To evaluate the effectiveness of a handheld Raman spectroscopy system combined with machine learning in distinguishing normal skin, basal cell carcinoma (BCC), and squamous cell carcinoma (SCC).
Approach:
Methodology: Researchers used a mobile Raman spectroscopy system with a 785-nm laser and handheld probe to analyze over 50 removed tissue samples, generating nearly 1,000 Raman spectra.
Machine Learning Models: Various machine-learning methods were compared, including k-nearest neighbors, support vector machines, shallow neural networks, partial least squares discriminant analysis, and principal component analysis with quadratic discriminant analysis.
Key Findings:
K-nearest neighbors and support vector machine models achieved approximately 84% accuracy.
The support vector machine had a sensitivity of 78.7% and specificity of 88.6%.
A shallow neural network achieved 80.8% accuracy with the highest area under the receiver operating characteristic curve at 0.910.
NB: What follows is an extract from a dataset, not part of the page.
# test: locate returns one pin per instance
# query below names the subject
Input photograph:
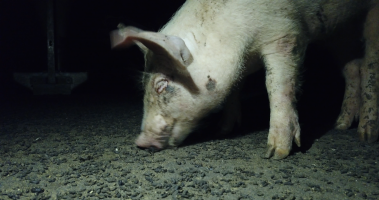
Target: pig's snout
(149, 143)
Partial least squares discriminant analysis showed 95.5% specificity but only 66.5% sensitivity.
Normal skin and cancerous tissues were more easily distinguished than BCC from SCC due to overlapping molecular patterns.
Interpretation:
Raman spectra contain biochemical information useful for classifying skin tissue, focusing on analytical performance rather than clinical diagnostic accuracy.
Limitations:
Testing was conducted on removed tissue samples rather than directly on patients.
The sample size was limited to just over 50 specimens.
Reported performance was below the desired clinical thresholds of over 90% sensitivity, specificity, and accuracy.
Conclusion:
The study indicates potential for noninvasive tools in skin cancer diagnosis.